Day of the Border Guards

Katherine Young’s Day of the Border Guards was recently reviewed in Poet Lore:

Young lived in Moscow during those last days of the Soviet empire, when the country ran on rubberbands and spit. Winters were brutal. Centralized heating was about as effective as the centralized government: when uninsulated pipes ruptured, people burned to death—and all the pipes were uninsulated. These poems are bone-chilling: looking out her window, Young sees “leafless birches // shivering the ice-covered court yard” (“Centralized Heating”). But Russia isn’t all about bad weather and feeling out of place. And Young’s poetry is anything but drab and dreary. This is also a world of vodka, tea, and hand-knotted rugs. In fact, the poems are so deeply imbued with Russianness that Young might be a Russian poet herself, very ably translated by the American poet Katherine Young! There’s such a sense of authenticity—a familiarity with the environment, the people, and the great Russian writers themselves—that the reader never feels these are travel poems.

Young’s eye is especially attuned to landscape, which accounts for many rich, lush descriptions…

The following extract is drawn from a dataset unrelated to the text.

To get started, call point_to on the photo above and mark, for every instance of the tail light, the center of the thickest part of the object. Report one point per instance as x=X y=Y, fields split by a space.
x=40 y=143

This is Russia, a land of hope and a land of despair. Katherine Young captures both in language vivid, precise, and surprising. As she writes in “Speaking Russian,” “The antechamber of learning is the knowledge of languages.

 

In the Home of the Famous Dead - border

And Jo McDougall’s collected poems In the Home of the Famous Dead was reviewed in North American Review:

In the Home of the Famous Dead proves Jo McDougall the reigning virtuoso of the small lyric in English, able to capture deep human emotion and knowledge in very few words. Here’s “Visiting My Daughter”: “For weeks / I visited every day, / drawn to that fresh rise,  / the blister of her grave.” The poem seems intent on delivering a happy ending but then death comes. The story of all our lives. Again and again, throughout these twenty-seven years of poems, McDougall delivers unsentimental truths in exceedingly well-written poems like jewels or small clockworks. Brava, Jo. Read this book friends.